We report on the implementation of UbiCrawler, a scalable distributed web crawler, analyze its performance, and describe its fault tolerance.
distributed crawling, consistent hashing, fault tolerance, web graph
In this poster we report on the implementation of UbiCrawler, a scalable, fault-tolerant and fully distributed web crawler, and we give some data on its performance. The overall structure of the UbiCrawler design was preliminarily described in [1] (at the time, the name of the crawler was "Trovatore", later changed into UbiCrawler when the authors learned about the existence of an Italian search engine named Trovatore). Full details about the implementation of UbiCrawler can be found in [2], and at http://ubi.imc.pi.cnr.it/projects/ubicrawler/.
Essential features of UbiCrawler are
UbiCrawler is composed by several agents that autonomously coordinate their behaviour in such a way that each of them scans its share of the web. An agent performs its task by running several threads, each dedicated to the visit of a single host at a time (no host is ever visited by two threads at the same time). Assignment of hosts to agents takes into account the mass storage resources and bandwidth available at each agent.
With the above used term "autonomously" we mean that when a new agent is started, it can briefly communicate with another living agent to get the list of currently living agents, and announce to them that it has been started. However, after this event, all agents must run independently, without any centralized control; they can just communicate some URLs that should be fetched, and no other information. This constraint is instrumental in achieving fault tolerance: should an agent crash, the remaining agents will be able to decide who should fetch a certain host without exchanging information and without using a central coordinator. This means that the only information available to them is the set of living agents. In distributed systems language, we assume crash faults, in which agents can abruptly die; no behaviour can be assumed in the presence of such a fault, except that the agent stops communicating (in particular, one cannot prescribe actions to a crashing agent, or recover its state afterwards).
Thus, the most relevant theoretical ingredient in the design of UbiCrawler is the assignment function, that is, the function that, knowing just the set of living agents, assigns each host to a living agent.
Let A be our set of agent identifiers (i.e., potential agent names), and L be the subset of living agents: we have to assign hosts to agents in L. More precisely, we have to set up a function δ that, for each nonempty set L of living agents, and for each host h, delegates the responsibility of fetching h to the agent δL(h) in L.

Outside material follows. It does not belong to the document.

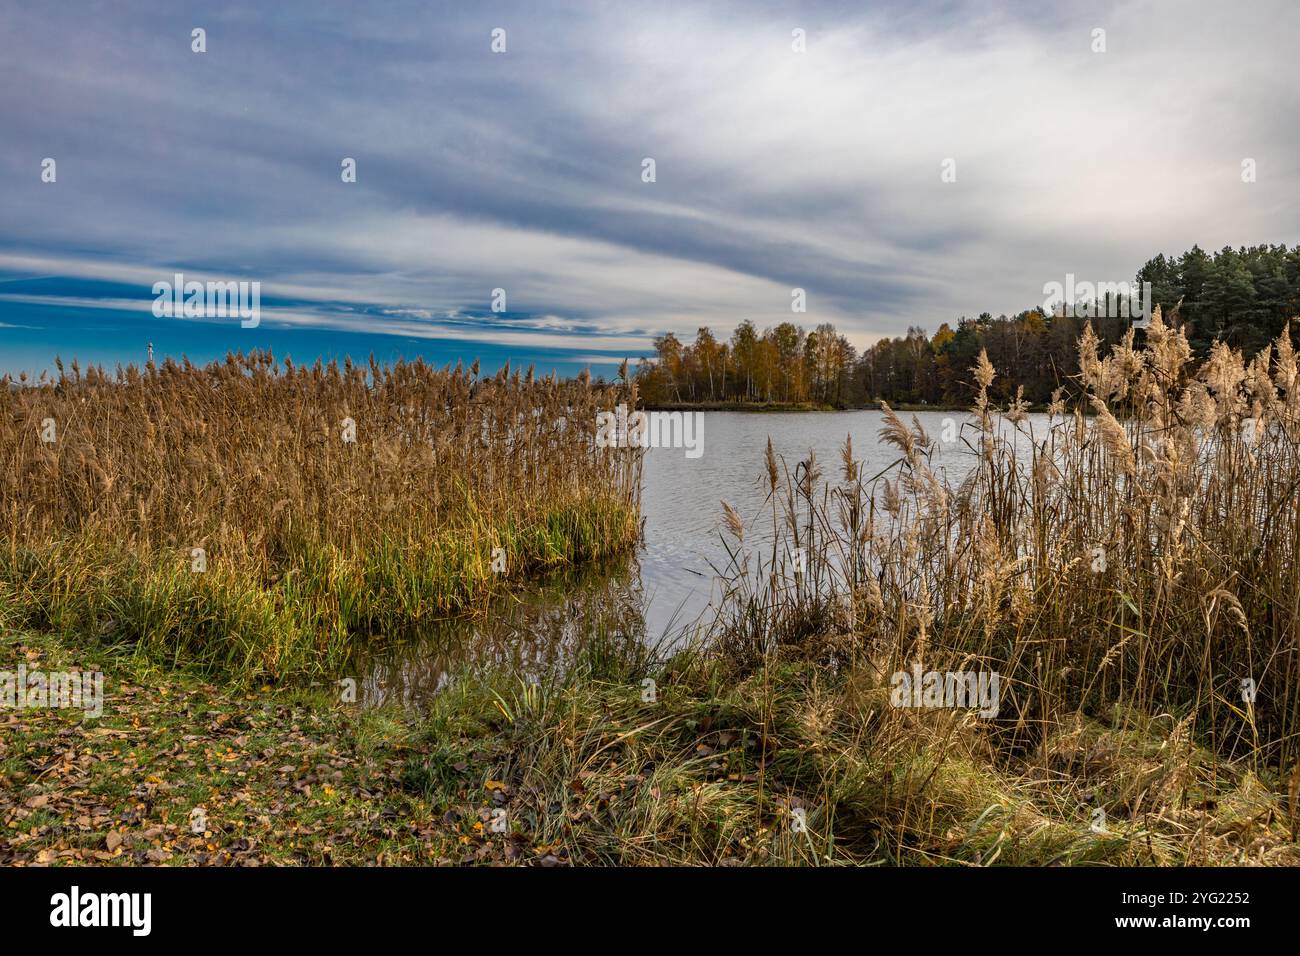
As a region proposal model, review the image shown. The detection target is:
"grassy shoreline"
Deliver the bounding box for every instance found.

A typical approach used in non-fault-tolerant distributed crawlers is to compute a modulo-based hash function of the host name. This has very good balancing properties (each agent gets approximately the same number of hosts), and certainly can be computed by each agent knowing just the set of living agents. However, what happens when an agent crashes? The assignment function can be computed again, giving however a different result for most hosts. As a consequence, after a crash most pages will be stored by an agent that should not have fetched them, and they could mistakenly be re-fetched several times. Clearly, if a central coordinator is available or if the agents can engage a kind of "resynchronization phase" they could gather other information and use other mechanisms to redistribute the hosts to crawl. However, we would have just shifted the fault-tolerance problem to the resynchronization phase—faults in the latter would be fatal.
To solve this problem, we need an assignment function that handles gracefully changes in the set of living agents. We isolated the fundamental property of such a function:
An assignment function is contravariant if the portion of the web crawled by each agent shrinks whenever the set of living agents grows. More precisely, if L is a subset of M then δM-1(a) must be a subset of δL-1(a).
Contravariance has a fundamental consequence: if a new set of agents is added, no previously running agent will ever lose an assignment in favour of another previously running agent; more precisely, if L is a subset of M and δM(h) is in L then δM(h) =δL(h); this guarantees that at any time the set of agents can be enlarged with minimal interference with the current host assignment.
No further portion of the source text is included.